Die Gasblasen im Champagner perlen in Reih und Glied – anders als bei Cola & Co. Damit widersetzen sie sich scheinbar der Physik. Ein chemischer Effekt erklärt das Phänomen.
Mehrere hohe Gläser mit Champagner.
Die hohe Form von Sekt- und Champagnergläsern dient auch dazu, die Ketten aufsteigender Gasbläschen sichtbar zu machen.

Die fein perlenden Gasblasen des Champagners sind nicht nur wichtiger Bestandteil des Trinkgenusses, sondern auch ein physikalisches Rätsel. In geordneten Reihen steigen die winzigen Bläschen nach oben – dabei sollten sie nach den Regeln der Hydrodynamik trichterförmig auseinanderlaufen. Das geschieht in Getränken wie Cola. Dort entstehen durch das strömende Wasser hinter den Blasen Wirbel, die dahinter aufsteigende Blasen zur Seite wegdrücken. Dass das in Sekt oder Champagner nicht geschieht, liege an einer chemischen Besonderheit dieser Getränke, berichtet nun eine Arbeitsgruppe um Omer Atasi von der Université libre de Bruxelles. Laut ihrer jetzt in der Fachzeitschrift »Physical Review Fluids« veröffentlichten Analyse lagern sich die Fettsäuren in diesen Getränken an die Grenzfläche zwischen Wasser und Gas an und verändern das Strömungsverhalten so, dass die Wirbel die Blasen in der Spur halten.

Die gelöste Kohlensäure in den Getränken perlt an Unebenheiten der Gefäßwänden als Kohlendioxid aus und erzeugt Abfolgen von unzähligen feinen Blasen, die nach oben steigen. Das Wasser umströmt den kugeligen Hohlraum und erzeugt zwei lang gestreckte, in entgegengesetzte Richtungen rotierende Wirbel hinter der Blase, die die nächste Blase beeinflussen. In Wasser oder auch Getränken wie Cola rotieren diese Wirbel bei aufeinander folgenden Blasen jeweils mit spiegelverkehrtem Drehsinn. Das treibt die Kette seitlich auseinander. Denn jede Blase übt auf die folgende eine Kraft, die entgegengesetzt zu jener ist, die sie selbst durch die Blase über ihr erfährt. Das geschieht in den meisten kohlensäurehaltigen Getränken – doch nicht in Champagner oder Sekt.

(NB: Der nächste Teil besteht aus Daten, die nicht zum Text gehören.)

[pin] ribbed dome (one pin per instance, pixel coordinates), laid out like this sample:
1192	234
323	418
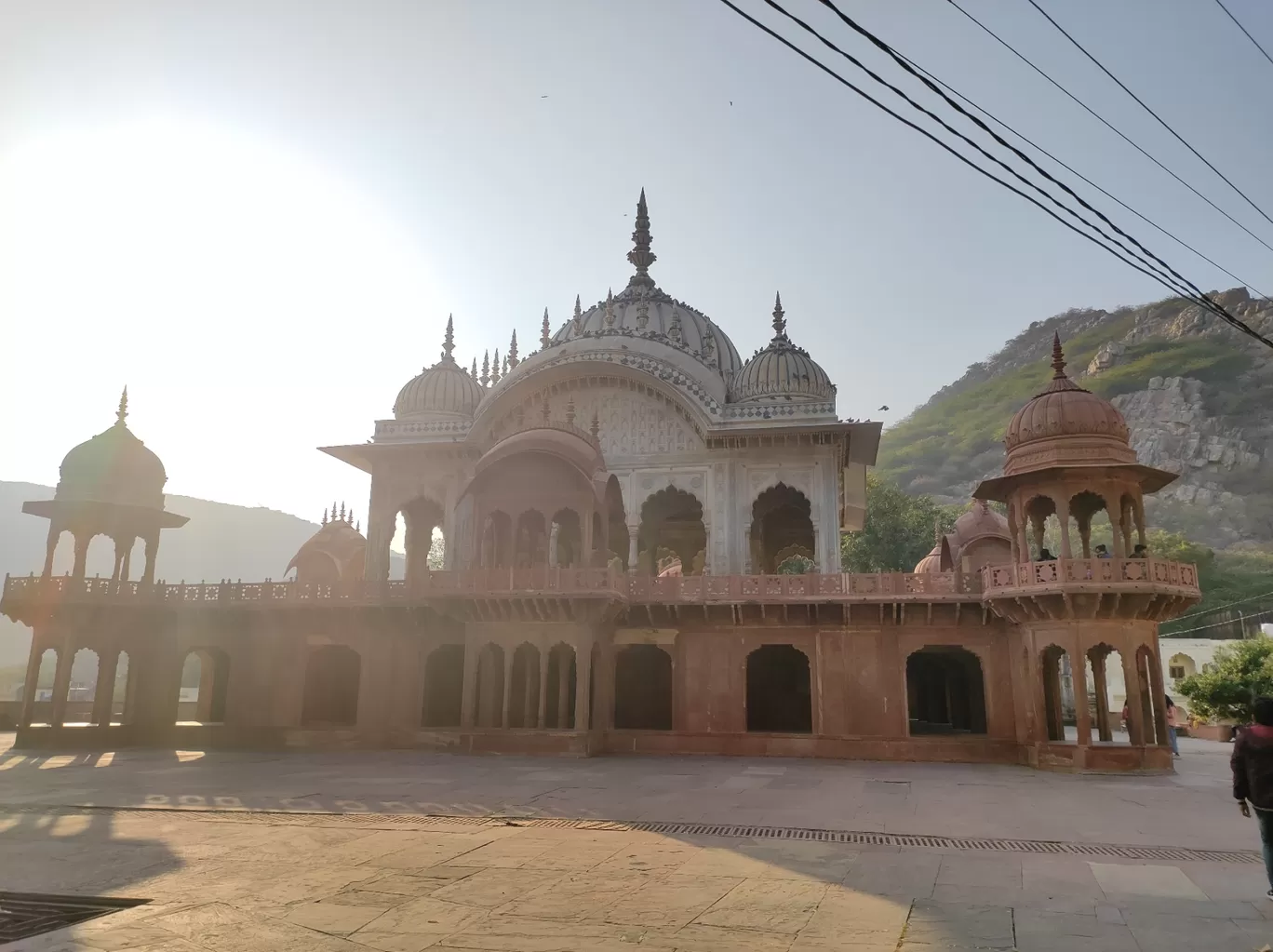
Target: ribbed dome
782	370
442	390
978	522
642	310
114	467
1065	425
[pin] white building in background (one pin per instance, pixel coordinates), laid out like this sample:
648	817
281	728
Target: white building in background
1182	657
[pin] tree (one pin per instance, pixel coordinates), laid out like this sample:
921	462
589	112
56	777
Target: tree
898	532
1228	686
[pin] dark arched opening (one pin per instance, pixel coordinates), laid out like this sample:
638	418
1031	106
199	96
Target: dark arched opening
945	691
778	690
490	686
332	675
671	525
523	694
781	527
643	688
560	686
443	686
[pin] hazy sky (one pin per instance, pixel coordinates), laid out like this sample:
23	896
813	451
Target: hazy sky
259	214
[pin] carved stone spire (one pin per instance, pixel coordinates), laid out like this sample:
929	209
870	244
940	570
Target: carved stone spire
640	256
779	317
1058	359
449	342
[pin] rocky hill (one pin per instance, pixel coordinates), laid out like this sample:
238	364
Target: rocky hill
1196	394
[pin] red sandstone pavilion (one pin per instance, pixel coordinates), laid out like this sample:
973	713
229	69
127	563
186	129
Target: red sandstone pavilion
615	508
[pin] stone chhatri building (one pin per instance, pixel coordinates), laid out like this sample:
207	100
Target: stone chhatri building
615	508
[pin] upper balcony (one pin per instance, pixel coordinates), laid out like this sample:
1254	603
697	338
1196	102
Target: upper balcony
1124	588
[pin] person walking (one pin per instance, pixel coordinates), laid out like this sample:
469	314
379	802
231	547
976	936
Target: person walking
1172	727
1253	776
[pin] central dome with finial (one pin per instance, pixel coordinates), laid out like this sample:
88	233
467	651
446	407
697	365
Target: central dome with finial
782	370
114	467
644	311
1065	425
442	391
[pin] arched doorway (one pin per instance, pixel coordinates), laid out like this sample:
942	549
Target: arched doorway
779	698
782	527
945	691
523	694
490	686
643	688
332	675
616	525
1054	664
671	525
204	685
560	688
443	686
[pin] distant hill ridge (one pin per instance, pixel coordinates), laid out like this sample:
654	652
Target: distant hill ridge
1196	395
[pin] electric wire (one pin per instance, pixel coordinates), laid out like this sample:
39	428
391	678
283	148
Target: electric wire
905	65
1237	23
1161	276
1065	166
1146	107
1106	121
1113	249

Wie die Arbeitsgruppe um Atasi in ihrer Publikation berichtet, hat das einen chemischen Grund. Getränke sind kein reines Wasser, sondern sie enthalten eine Vielzahl chemischer Stoffe. Verantwortlich für das seltsame Verhalten der Blasen sind große Mengen so genannter oberflächenaktiver Substanzen. Diese Stoffe haben einen gut in Wasser löslichen Molekülteil und einen anderen, der nur schlecht mit Wasser wechselwirkt – bei Champagner sind das insbesondere Fettsäuren. Sie lagern sich deswegen an die Blasenwände an, so dass der wasserlösliche Teil in der Flüssigkeit bleibt und der schlecht lösliche Rest ins Gas ragt.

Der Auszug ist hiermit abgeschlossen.